Suddenly, this creature appeared, just weeks before the latest announcement of scientific simulations. The title apparently describes a creation much like the one on the window: "Newly developed micro robot bird able to perform reconnaissance, surveillance." The curious can follow the full details of the "robot bird" here:
http://www.myfoxdc.com/story/22654036/newly-developed-micro-robot-bird-able-to-perform-reconnaissance-surveillance#ixzz2WsDoesIq.
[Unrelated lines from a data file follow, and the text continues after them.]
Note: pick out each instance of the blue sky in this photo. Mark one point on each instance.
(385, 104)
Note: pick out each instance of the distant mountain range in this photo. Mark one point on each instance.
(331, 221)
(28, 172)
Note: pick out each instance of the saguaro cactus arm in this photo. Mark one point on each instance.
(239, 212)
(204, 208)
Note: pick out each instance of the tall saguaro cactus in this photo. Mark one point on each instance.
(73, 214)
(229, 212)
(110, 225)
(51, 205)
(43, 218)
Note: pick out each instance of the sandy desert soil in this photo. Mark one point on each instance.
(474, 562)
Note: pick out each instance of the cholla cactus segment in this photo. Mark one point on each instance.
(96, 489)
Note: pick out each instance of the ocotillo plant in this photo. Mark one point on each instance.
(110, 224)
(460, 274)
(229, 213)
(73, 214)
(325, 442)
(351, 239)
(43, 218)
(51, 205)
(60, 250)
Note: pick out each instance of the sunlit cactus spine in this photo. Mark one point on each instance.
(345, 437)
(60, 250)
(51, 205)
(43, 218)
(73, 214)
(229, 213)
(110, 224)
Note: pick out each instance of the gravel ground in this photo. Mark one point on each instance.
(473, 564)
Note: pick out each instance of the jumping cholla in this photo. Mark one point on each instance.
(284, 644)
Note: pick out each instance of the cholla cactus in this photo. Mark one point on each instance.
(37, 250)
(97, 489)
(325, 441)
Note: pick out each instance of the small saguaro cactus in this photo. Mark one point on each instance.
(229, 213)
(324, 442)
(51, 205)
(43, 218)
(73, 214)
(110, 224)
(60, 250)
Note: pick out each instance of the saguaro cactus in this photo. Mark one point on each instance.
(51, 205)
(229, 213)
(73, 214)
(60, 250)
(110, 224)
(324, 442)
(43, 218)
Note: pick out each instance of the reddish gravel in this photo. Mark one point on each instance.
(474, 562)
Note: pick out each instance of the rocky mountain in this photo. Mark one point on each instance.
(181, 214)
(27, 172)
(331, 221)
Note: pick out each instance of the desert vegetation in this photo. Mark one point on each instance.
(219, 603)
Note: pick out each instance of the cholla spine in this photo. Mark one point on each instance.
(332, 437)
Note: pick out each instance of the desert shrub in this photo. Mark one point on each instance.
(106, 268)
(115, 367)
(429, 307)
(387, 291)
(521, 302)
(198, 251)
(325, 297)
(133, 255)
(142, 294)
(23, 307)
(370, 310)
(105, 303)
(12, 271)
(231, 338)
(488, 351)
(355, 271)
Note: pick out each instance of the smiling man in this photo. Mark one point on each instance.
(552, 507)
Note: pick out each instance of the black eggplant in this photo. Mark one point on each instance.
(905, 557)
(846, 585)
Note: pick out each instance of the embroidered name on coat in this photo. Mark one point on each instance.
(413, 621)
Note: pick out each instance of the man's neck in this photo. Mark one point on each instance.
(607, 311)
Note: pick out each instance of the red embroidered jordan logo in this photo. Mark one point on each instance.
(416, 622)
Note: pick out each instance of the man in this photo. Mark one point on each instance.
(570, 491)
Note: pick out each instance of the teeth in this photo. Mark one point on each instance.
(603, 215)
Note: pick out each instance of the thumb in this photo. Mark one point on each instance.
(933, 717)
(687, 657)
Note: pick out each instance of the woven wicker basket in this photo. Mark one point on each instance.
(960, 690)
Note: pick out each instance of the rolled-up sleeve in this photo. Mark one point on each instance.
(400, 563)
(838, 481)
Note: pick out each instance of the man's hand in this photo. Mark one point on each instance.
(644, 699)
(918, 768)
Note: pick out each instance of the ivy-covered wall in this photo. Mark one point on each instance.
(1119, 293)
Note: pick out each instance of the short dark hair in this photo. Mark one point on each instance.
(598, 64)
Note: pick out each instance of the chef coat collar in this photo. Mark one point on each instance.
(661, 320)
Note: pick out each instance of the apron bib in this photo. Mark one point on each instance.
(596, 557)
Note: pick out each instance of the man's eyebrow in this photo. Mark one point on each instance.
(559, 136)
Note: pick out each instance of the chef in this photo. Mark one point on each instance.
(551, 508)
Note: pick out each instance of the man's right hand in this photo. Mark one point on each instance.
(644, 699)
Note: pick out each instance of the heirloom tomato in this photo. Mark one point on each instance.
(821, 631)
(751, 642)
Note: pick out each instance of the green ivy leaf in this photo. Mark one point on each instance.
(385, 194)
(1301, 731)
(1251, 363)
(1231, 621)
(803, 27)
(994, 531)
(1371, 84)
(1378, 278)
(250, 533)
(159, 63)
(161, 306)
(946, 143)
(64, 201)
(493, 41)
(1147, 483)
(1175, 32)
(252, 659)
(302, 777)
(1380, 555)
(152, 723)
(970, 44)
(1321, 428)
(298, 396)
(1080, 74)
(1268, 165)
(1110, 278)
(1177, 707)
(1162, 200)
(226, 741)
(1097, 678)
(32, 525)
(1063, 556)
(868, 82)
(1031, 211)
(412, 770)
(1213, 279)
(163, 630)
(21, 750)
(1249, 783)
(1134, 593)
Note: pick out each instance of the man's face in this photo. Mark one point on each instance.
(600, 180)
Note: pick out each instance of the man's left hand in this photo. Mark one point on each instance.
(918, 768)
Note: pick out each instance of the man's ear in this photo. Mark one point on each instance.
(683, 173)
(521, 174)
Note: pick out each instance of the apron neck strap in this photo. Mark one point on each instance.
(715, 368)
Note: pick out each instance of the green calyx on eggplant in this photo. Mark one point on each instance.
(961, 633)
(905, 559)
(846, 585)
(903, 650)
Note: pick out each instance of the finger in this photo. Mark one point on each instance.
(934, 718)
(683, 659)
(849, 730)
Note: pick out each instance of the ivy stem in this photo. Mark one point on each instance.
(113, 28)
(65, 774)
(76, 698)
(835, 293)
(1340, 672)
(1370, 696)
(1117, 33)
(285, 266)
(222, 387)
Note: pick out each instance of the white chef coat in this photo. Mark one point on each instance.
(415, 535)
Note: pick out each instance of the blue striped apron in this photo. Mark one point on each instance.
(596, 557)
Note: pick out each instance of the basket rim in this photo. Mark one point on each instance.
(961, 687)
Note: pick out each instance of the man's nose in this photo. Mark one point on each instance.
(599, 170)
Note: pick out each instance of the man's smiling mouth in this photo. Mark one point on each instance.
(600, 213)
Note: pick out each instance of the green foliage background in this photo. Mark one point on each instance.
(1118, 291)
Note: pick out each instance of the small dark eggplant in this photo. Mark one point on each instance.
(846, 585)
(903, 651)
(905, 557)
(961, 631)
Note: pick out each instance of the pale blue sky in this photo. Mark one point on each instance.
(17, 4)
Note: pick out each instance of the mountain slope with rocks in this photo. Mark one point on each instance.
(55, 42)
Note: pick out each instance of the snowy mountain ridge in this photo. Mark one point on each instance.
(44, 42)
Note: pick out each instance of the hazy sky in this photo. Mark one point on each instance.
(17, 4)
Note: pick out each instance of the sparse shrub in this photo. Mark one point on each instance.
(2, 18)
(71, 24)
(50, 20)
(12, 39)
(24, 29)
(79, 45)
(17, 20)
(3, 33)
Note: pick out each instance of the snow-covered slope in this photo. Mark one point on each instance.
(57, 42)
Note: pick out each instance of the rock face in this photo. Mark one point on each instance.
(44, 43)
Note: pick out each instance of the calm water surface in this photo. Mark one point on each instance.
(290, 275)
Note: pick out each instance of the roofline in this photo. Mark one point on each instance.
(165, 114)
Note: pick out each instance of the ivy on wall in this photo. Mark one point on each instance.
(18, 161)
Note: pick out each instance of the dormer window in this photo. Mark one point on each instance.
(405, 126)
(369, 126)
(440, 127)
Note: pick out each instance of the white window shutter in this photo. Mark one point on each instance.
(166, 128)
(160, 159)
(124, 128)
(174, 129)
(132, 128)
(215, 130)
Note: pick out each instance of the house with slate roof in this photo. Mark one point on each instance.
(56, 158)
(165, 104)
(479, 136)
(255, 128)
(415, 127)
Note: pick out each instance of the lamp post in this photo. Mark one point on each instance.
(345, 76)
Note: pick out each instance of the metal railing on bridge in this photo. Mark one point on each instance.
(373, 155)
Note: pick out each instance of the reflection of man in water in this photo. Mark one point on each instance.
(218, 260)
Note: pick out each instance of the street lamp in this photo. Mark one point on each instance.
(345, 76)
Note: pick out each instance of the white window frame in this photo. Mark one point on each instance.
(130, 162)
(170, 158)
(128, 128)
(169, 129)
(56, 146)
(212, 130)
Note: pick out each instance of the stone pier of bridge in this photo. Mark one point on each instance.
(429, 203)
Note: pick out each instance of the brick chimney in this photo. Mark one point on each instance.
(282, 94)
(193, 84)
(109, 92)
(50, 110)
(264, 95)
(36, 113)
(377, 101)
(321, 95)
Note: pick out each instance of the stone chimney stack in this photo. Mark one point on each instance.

A surveillance mechanism would be likely to pose on windows, too.

As if that announcement were not sufficient to make me wonder what I was seeing, "The FBI has admitted it sometimes uses aerial surveillance drones over US soil, and suggested further political debate and legislation to govern their domestic use may be necessary," as reported by the UK Guardian at http://www.guardian. co.uk/world/2013/jun/19/fbi-drones-domestic-surveillance. Well, one way or another, some white-winged creature is observing humans inside their dwellings, and nobody that I know gave permission for it to sit on windows here.

Paranoia may seem funny until it's you and an unidentified flying object perching where it has no warrant to be. Once upon a time—yesterday, maybe!-- dragonflies were clearly not after me. The flapping bread-and-butterflies of Disney's version of Alice in Wonderland were looking for flowers, not Alice, and Alice was not suspected of Un-American activities. Wasn't she a British citizen, after all? Uh-Oh! The UK has not escaped US surveillance, either, if Edward Snowden is to be believed. 

Now, do you know if that famous rabbit-hole is bugged? You can't shrink a white rabbit to the size of a mayfly, can you? Is this the American Dream now—a cartoon with creatures who once knew where they belonged?